The Spanish people rose in revolt, and the Portuguese quickly followed suit. After several French defeats, a British expeditionary force under Arthur Wellesley (later duke of Wellington) landed (August 1808) in Portugal and defeated the French army of General Andoche Junotat Vimeiro. A British force then invaded Spain, beginning a long series of seesaw battles.
Napoleon himself hastened to Spain and restored the French position, occupying Madrid and Zaragoza, which surrendered to the French after a bloody 2-month siege. By the spring of 1809 French forces controlled most of Spain but could not pacify the country or drive the British out of the peninsula.
The inefficient Spanish regular army contributed little to the fighting and soon dissolved altogether, but the Spanish people formed guerrilla bands that pinned down French garrisons, intercepted dispatches, and attacked convoys. The main battles—at Talavera de la Reina (1809), Salamanca (1812), and Vitoria (1813)—were fought between French and British forces.
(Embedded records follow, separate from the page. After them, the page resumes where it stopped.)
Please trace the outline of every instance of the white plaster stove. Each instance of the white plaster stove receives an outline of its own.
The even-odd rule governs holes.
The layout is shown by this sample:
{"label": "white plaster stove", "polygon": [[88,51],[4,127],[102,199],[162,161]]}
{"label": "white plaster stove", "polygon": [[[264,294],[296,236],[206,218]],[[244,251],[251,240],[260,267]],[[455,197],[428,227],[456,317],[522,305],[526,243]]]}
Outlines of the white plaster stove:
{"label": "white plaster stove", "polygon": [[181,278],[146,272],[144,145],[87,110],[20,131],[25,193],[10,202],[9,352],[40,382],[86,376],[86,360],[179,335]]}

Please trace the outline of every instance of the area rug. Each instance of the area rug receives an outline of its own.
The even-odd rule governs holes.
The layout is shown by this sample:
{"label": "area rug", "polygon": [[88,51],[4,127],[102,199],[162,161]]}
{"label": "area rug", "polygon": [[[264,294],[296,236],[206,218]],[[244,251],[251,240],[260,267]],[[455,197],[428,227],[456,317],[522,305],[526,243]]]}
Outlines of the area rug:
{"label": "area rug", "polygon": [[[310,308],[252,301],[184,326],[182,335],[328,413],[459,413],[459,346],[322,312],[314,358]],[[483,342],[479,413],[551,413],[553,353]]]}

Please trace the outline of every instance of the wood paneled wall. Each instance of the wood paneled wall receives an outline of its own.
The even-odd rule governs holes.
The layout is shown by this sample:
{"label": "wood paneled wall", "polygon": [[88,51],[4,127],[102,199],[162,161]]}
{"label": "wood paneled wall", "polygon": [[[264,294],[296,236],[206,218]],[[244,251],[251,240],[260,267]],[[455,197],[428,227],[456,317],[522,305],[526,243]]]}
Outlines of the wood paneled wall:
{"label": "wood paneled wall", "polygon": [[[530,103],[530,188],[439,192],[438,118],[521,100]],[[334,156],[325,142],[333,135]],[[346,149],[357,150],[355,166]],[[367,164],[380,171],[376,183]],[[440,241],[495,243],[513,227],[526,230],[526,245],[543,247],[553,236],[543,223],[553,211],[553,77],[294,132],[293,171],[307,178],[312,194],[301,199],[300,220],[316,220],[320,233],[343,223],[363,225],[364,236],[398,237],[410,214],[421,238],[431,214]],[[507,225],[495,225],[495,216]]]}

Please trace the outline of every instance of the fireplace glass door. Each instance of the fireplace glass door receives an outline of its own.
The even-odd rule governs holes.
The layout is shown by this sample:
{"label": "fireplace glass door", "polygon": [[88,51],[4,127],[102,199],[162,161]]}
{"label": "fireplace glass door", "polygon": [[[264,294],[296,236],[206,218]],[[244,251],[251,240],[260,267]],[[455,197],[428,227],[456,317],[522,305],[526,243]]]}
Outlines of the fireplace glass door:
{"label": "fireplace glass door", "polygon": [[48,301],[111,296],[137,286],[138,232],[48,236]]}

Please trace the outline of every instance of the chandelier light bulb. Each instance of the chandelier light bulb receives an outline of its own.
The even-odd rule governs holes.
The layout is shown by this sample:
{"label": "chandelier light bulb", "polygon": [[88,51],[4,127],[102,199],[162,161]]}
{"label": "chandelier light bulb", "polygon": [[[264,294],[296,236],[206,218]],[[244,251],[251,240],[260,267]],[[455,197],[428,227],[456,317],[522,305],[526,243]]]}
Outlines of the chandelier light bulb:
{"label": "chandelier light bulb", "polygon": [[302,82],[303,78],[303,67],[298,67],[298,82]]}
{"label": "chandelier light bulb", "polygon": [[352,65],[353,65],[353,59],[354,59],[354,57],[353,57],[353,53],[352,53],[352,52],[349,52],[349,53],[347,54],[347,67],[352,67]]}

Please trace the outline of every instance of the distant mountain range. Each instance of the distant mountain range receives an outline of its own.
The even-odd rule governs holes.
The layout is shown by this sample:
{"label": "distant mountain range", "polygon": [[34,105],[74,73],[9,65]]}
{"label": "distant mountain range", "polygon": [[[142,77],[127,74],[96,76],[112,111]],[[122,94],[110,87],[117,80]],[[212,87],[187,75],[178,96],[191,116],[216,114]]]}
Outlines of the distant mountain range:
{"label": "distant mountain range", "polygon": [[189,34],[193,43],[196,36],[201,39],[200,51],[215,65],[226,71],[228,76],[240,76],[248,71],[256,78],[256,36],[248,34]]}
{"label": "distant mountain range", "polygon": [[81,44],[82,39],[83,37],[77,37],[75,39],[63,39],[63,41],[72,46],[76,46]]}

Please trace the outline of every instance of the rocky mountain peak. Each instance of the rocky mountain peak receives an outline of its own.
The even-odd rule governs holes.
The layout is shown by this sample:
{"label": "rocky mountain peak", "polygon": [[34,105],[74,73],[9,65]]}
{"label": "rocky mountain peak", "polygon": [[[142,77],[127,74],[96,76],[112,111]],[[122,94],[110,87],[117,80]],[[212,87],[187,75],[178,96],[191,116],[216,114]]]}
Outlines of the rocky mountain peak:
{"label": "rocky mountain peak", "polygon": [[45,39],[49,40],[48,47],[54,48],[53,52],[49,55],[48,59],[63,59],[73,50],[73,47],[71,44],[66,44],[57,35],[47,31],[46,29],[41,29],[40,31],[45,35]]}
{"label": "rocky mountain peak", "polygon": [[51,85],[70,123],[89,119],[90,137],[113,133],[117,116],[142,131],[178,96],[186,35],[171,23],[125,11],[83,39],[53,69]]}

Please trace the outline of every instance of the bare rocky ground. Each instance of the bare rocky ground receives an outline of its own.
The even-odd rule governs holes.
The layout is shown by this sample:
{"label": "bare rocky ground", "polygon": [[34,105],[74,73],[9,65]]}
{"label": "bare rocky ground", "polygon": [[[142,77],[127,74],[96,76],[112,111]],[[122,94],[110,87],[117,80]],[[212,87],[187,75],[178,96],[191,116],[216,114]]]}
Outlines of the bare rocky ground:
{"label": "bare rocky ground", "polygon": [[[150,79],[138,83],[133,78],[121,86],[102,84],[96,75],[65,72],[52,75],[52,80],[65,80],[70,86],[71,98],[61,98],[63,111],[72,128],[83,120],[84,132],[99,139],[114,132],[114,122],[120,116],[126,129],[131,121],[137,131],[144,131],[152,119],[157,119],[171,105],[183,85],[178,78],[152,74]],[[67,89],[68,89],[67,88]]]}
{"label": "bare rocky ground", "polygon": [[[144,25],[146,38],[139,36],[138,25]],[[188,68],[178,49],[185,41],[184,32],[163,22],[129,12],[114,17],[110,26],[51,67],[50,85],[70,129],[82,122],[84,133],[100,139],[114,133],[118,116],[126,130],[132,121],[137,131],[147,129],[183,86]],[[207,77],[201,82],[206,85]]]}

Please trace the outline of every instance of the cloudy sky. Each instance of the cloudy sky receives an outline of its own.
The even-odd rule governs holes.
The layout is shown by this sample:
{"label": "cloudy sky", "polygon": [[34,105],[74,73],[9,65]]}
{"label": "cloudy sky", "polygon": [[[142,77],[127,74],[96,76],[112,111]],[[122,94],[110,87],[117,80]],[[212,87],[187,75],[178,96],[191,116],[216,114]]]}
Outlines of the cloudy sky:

In the summer of 1813 British, Spanish, and Portuguese troops drove the French out of Spain, thereby putting an end to the Peninsular War.
The Spanish guerrillas turned the Peninsular War into what Napoleon described as his “Spanish ulcer.” The constant demand for men and money to continue the war in Spain greatly weakened France and ultimately contributed to Napoleon's final defeat in Europe.